Eating out is priced as the standard Southern European. Buying raw material for food can be considered as being at a low price. Vegetables, fruits are offered in a fairly wide range, but in what the Canarians are really strong is marisco – the seafood.
The traditional Canarian cuisine – if not the fancy ones – do not use to attract masses of culinary experts, though it is a telling example of a subtropical, agriculture based society having recently transformed too rapidly from the famine-struck franquism to the abundance of free consumerism. Many authentic types of food are being looked down, while others overtly celebrated, as symbols of ill- or well-being. The basic difference for the European eye is the lack of preserving technologies – simply there is no real need for it, everything can be harvested at any time, or, if not, can be substituted with something else that is favouring the little differences between the harvest seasons. Just for illustrating the problem: one of our biggest sadness is that you cannot get proper mango from March till July, but nisperos (medlar) you can only obtain from January till May.

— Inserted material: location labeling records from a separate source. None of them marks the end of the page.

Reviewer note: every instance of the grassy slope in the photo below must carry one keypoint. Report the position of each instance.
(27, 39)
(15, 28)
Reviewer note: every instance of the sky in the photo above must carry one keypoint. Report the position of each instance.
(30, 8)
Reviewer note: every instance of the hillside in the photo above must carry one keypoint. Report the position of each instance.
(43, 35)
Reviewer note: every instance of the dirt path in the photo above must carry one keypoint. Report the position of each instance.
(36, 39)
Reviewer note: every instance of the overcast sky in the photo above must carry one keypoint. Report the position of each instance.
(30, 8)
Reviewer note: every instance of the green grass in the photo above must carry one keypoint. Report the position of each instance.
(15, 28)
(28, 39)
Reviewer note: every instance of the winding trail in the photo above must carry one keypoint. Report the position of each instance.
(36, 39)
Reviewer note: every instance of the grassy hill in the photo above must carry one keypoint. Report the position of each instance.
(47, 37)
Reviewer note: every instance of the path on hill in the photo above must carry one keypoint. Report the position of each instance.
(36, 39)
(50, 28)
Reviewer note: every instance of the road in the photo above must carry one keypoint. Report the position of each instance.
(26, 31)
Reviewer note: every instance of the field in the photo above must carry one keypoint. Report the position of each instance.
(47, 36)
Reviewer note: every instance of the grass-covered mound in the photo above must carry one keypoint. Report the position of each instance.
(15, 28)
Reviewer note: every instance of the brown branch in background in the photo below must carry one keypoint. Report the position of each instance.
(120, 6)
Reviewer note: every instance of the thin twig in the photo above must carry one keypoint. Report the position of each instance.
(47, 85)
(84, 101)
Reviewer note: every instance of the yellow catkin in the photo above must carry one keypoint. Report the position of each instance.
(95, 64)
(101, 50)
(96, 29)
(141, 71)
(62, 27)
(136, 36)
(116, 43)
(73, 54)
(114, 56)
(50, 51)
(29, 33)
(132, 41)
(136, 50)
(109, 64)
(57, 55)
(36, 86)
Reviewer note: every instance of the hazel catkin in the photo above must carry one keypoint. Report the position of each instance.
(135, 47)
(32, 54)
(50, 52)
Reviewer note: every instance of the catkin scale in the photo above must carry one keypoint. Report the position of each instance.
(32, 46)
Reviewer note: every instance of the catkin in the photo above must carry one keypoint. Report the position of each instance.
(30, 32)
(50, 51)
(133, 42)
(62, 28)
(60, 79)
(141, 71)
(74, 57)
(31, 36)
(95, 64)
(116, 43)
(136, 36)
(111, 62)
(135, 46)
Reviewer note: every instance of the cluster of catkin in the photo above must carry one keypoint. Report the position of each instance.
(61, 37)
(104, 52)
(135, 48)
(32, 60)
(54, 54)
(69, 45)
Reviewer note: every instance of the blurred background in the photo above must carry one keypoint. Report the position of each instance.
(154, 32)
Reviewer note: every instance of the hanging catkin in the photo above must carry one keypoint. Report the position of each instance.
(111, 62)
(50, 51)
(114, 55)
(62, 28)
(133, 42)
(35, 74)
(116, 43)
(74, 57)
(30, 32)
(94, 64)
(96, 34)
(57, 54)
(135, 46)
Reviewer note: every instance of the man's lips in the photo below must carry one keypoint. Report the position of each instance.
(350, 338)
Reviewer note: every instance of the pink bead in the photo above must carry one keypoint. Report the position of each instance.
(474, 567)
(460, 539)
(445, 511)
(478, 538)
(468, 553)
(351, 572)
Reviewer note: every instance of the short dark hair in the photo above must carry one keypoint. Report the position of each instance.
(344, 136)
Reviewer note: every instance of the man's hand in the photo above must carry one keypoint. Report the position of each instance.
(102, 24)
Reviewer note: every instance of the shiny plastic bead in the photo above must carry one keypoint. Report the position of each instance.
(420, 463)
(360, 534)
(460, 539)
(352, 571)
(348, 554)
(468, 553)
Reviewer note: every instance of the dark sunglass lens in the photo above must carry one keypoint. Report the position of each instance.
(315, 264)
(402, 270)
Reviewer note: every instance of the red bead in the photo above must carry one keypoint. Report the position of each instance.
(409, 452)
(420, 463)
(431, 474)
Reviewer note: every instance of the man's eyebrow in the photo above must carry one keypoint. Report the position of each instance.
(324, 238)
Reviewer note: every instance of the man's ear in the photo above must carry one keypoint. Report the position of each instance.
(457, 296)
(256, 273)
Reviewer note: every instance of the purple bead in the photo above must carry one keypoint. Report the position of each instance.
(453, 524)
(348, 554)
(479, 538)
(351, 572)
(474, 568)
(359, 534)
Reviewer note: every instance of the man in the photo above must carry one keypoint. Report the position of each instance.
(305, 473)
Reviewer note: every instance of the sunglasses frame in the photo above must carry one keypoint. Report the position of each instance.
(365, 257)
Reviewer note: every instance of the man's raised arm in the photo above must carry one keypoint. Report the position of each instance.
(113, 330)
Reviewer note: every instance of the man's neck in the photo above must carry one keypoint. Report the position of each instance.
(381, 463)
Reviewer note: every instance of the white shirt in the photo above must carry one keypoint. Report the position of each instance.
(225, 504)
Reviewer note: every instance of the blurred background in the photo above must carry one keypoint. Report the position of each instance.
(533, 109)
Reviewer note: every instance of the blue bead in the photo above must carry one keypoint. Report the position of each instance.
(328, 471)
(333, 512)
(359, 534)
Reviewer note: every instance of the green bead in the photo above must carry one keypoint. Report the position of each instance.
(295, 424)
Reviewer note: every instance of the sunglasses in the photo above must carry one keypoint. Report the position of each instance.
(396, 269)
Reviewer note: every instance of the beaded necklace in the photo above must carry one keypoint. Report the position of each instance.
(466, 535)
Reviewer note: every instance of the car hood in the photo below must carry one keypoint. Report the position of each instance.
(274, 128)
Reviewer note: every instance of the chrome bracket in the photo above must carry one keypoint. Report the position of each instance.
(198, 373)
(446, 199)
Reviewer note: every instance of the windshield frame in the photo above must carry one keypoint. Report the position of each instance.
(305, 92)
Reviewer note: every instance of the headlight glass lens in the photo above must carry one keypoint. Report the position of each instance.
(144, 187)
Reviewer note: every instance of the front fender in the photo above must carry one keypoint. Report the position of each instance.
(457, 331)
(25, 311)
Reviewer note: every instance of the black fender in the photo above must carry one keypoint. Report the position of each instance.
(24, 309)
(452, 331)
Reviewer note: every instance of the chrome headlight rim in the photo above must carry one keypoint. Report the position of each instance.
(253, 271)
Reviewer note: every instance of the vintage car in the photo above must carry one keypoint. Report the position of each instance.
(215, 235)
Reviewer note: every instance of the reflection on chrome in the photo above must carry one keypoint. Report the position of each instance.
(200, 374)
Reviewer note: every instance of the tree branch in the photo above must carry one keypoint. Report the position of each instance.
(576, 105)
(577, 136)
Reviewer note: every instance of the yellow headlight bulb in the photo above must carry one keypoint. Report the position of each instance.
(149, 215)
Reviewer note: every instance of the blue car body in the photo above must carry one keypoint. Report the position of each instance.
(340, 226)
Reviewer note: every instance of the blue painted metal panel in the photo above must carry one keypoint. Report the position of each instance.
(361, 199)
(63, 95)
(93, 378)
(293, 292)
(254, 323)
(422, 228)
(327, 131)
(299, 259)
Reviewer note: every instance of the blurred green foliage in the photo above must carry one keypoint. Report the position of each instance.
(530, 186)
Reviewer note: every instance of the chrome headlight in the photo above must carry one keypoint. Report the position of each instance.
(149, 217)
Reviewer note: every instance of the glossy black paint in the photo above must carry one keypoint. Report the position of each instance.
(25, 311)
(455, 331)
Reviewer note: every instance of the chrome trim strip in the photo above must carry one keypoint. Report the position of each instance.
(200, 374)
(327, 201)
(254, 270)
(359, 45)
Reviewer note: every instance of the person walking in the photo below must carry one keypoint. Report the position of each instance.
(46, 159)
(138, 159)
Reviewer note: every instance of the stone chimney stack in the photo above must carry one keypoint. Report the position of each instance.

Our interest has turned to those tropical / subtropical types of fruits that did not enter the world wide market because of their resistance to long shipping conditions. Also we are curious investigators of the local herbs – growing wild abundantly, and of the edible vegetables (endemic or invasive), and the processes they can be turned to delicious food. Or any use they can offer. As a fanatic mushroom collector, I tend to waste a lot of time on being able to get to the forests for this beloved type of alimentation.